The DVD was advertised as the "first animated Batman movie to be rated PG-13".

A DVD (Blu-ray Disc for PlayStation 3) of the movie was bundled with the collector's edition of Batman: Arkham City, which was released on October 18, 2011.

A Blu-ray and DVD combo was also released paired with Volume One of the Batman: Black and White comic book series in 2015. Special features include the documentary Batman and Me: The Bob Kane Story, the A Mirror for the Bat featurette and the audio commentary of the film by Gregory Noveck, Dennis O'Neil and Kevin Conroy.

Several DVD productions of the film had been released either separately or as a multiple feature disc alongside other direct-to video movies such as Batman: Under the Red Hood and Batman: Year One.

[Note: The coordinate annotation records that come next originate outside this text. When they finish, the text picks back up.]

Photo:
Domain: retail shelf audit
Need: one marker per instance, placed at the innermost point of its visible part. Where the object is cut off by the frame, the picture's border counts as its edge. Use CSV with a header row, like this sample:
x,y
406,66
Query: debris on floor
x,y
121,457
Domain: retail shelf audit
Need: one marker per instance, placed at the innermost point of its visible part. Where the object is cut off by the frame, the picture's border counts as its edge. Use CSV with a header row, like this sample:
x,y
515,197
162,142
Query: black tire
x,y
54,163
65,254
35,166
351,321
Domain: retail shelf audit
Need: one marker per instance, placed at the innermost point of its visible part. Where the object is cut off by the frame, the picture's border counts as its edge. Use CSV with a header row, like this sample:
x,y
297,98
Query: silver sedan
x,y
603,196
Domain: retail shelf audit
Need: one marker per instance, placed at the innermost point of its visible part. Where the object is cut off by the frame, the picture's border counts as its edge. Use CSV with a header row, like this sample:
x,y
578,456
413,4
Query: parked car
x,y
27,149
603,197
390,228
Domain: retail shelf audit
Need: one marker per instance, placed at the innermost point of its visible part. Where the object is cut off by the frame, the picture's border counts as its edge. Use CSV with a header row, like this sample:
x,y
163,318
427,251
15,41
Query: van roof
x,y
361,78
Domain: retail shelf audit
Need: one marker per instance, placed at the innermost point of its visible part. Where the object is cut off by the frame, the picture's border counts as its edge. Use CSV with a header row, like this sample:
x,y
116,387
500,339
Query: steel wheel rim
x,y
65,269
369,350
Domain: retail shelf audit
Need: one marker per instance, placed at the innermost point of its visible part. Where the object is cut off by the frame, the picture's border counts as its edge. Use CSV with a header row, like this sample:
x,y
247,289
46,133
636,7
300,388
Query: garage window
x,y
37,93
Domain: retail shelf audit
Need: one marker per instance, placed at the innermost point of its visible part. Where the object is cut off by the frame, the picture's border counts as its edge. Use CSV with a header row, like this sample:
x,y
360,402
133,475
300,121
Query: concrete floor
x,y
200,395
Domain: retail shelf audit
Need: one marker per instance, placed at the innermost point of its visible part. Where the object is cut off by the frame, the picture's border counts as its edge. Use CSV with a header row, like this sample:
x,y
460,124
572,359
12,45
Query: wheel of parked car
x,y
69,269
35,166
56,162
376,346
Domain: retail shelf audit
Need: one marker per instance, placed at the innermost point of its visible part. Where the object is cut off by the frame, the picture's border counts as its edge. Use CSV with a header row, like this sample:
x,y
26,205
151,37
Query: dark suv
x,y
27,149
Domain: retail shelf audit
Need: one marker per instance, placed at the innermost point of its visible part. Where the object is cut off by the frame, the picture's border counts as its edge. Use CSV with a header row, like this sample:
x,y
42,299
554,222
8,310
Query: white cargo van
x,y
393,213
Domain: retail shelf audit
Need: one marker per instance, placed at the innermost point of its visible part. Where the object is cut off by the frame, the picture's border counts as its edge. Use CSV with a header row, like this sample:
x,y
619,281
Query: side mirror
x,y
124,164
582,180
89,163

In 2019, it was released as part of the Batman 80th Anniversary DVD Collection, which came with 18 animated Batman films. It released alongside Batman: Year One, Batman: Under the Red Hood, Batman vs. Robin, Batman: Bad Blood, Son of Batman, Batman: The Dark Knight Returns, Batman: Assault on Arkham, Batman: The Killing Joke, Batman: Gotham by Gaslight, Batman Ninja, Batman: Return of the Caped Crusaders, Batman: Mask of the Phantasm, Batman: Mystery of the Batwoman, Superman/Batman: Public Enemies, and Superman/Batman: Apocalypse.

==Novelization==
Comic book veteran Louise Simonson wrote a novel adaptation of the feature, published by Ace Books. It was released on May 27, 2008. ISBN 0-441-01613-8 ISBN 978-0441016136. Reviews for the novelization have been positive.

==References in Batman-related media==
The Batsuit from Field Test appears as an unlockable alternate skin under the name Anime Batman Skin in Batman: Arkham Knight. It was originally unlockable by linking a WBPlay account to the game; in December 2020, it was made freely available. Its description in the game itself reads "Field-Tested".